Sunday, 9 May 2010

LWD (Large Woody Debris)

Although we all mostly enjoy being able to trundle our nymphs along the river bed without the fear of getting snagged up on some sunken branches there is a school of thought that far from being a hindrance large Woody Debris (LWD) and also Coarse Woody Debris (CWD) is highly beneficial for the whole Eco-system of our rivers.

In the past, on most fishing clubs 'bank clearing days' fallen trees or sunken logs obstructing club waters were swiftly removed to leave trouble free riverbeds, but research has shown that the careful introduction of LWD has huge benefits to both the fish and invertebrate life of the river system and also helps reduce bank side erosion.

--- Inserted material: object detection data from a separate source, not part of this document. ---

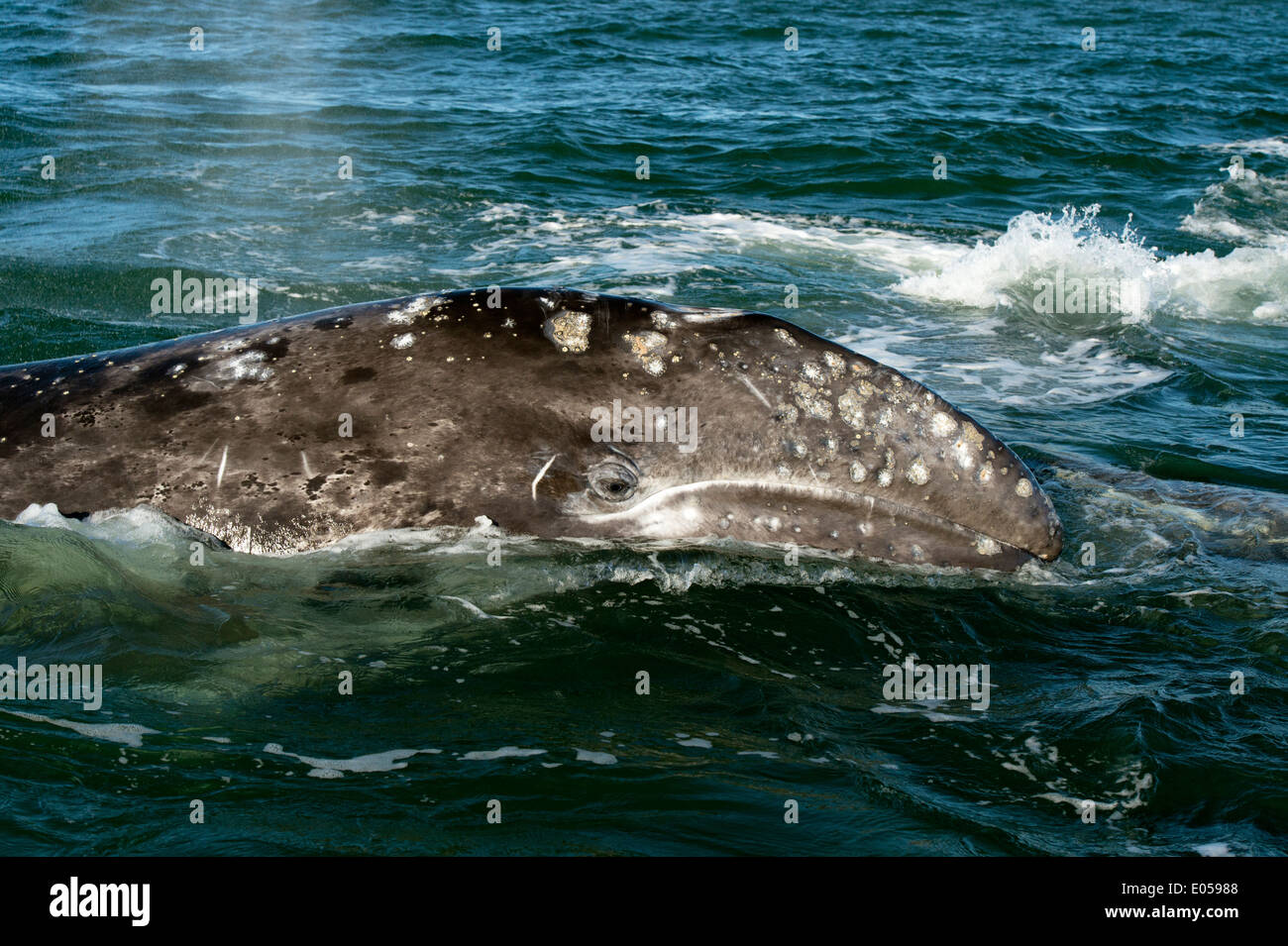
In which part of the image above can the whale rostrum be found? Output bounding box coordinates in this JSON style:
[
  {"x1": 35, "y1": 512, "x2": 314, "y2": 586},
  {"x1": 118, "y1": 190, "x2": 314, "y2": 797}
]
[{"x1": 0, "y1": 287, "x2": 1061, "y2": 571}]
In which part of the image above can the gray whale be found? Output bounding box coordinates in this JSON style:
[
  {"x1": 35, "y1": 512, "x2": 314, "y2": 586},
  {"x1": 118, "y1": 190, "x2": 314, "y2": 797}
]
[{"x1": 0, "y1": 288, "x2": 1063, "y2": 571}]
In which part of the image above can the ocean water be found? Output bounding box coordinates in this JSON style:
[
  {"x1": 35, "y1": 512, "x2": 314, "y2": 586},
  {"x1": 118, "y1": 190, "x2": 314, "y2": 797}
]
[{"x1": 0, "y1": 0, "x2": 1288, "y2": 855}]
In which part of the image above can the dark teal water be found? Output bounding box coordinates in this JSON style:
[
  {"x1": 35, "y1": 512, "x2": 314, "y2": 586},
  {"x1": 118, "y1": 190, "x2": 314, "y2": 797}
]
[{"x1": 0, "y1": 0, "x2": 1288, "y2": 855}]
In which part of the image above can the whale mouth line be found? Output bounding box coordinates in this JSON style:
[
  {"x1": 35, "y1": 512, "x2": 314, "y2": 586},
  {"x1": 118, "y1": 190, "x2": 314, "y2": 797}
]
[{"x1": 579, "y1": 478, "x2": 1053, "y2": 562}]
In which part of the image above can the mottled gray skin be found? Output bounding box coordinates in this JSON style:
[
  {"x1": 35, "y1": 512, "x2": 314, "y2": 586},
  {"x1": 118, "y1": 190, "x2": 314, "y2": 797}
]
[{"x1": 0, "y1": 288, "x2": 1061, "y2": 571}]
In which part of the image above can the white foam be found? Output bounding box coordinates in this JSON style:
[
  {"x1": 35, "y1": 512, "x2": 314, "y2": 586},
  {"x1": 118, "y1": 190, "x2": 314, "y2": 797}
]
[
  {"x1": 265, "y1": 743, "x2": 442, "y2": 779},
  {"x1": 461, "y1": 745, "x2": 546, "y2": 762},
  {"x1": 894, "y1": 206, "x2": 1288, "y2": 324},
  {"x1": 0, "y1": 709, "x2": 158, "y2": 749},
  {"x1": 1194, "y1": 840, "x2": 1234, "y2": 857},
  {"x1": 577, "y1": 749, "x2": 617, "y2": 766},
  {"x1": 1203, "y1": 135, "x2": 1288, "y2": 158}
]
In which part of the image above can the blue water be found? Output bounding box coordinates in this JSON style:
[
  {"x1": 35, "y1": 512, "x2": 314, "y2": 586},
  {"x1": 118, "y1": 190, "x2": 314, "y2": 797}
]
[{"x1": 0, "y1": 0, "x2": 1288, "y2": 855}]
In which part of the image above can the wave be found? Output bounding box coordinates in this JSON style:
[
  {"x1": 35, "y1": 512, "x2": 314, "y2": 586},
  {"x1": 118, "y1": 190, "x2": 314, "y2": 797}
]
[{"x1": 894, "y1": 205, "x2": 1288, "y2": 324}]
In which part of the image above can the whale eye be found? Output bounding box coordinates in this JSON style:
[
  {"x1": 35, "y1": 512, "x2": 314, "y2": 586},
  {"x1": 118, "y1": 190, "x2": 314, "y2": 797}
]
[{"x1": 587, "y1": 464, "x2": 639, "y2": 502}]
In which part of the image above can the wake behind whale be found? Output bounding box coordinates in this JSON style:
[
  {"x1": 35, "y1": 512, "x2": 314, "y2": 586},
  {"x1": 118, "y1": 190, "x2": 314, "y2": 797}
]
[{"x1": 0, "y1": 288, "x2": 1063, "y2": 571}]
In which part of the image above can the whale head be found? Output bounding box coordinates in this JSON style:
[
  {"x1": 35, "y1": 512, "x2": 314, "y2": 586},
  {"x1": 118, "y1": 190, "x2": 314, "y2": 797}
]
[{"x1": 448, "y1": 289, "x2": 1063, "y2": 571}]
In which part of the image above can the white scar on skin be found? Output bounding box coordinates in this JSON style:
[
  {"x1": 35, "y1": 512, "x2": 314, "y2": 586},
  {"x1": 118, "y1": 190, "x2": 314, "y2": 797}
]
[
  {"x1": 532, "y1": 453, "x2": 559, "y2": 502},
  {"x1": 738, "y1": 374, "x2": 774, "y2": 410}
]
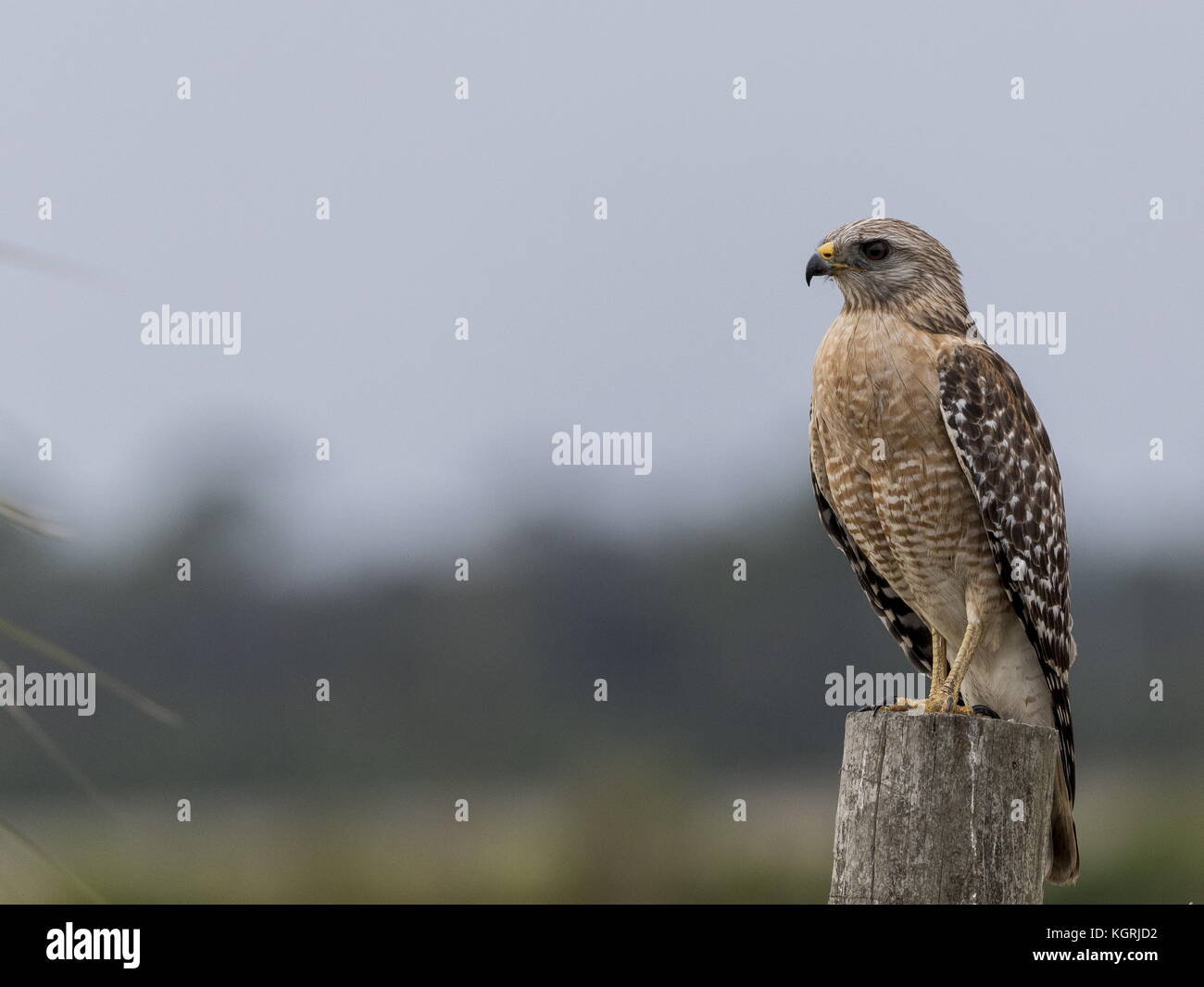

A small river I frequently fish in Shropshire is a very good example of the benefits of LWD. It can be very frustrating to fish but once you plot a mental map of the areas to avoid the overall fishing experience is greatly improved with higher than average catch rates.

Just two of many fish taken on both nymph & dry this weekend.

In my mind there is no doubt that this is the way forward to improve our rivers natural fish stocks and create a more harmonious balance between catching a few more fish and losing a few more flies.

More informative PDF file HERE.

Wednesday, 5 May 2010

Riverfly Partnership Course

I was fortunate to be able to participate in a one day course run by the Riverfly Partnership which is aimed at providing fisherman with the training to carry out controlled invertebrate monitoring of our waterways.

The whole event took place thanks to some hard work by the 'Severn Rivers Trust' in securing lottery funding to finance the 2 one day courses which were run in the picturesque town of Craven Arms in Shropshire on the banks of the river Onny.

The very knowledgeable Dai Roberts was the Riverfly representative and tutor for the day, he has a great passion for the scheme and the importance for anglers to get first hand information about the health of the rivers they fish and be able to monitor any sudden changes in the invertebrate life. Dai was also accompanied by a couple of local Environment Agency officers.

With the knowledge now gained I will now be able to add my own small contribution to the scheme which is so important if we are able to act quickly enough when our river come under threat from pollution.

I managed to fit in a few hours on a nearby small river after the course where the fish were rising briefly as I started to fish and a few were taken on both dry & nymph...perfect end to a good day.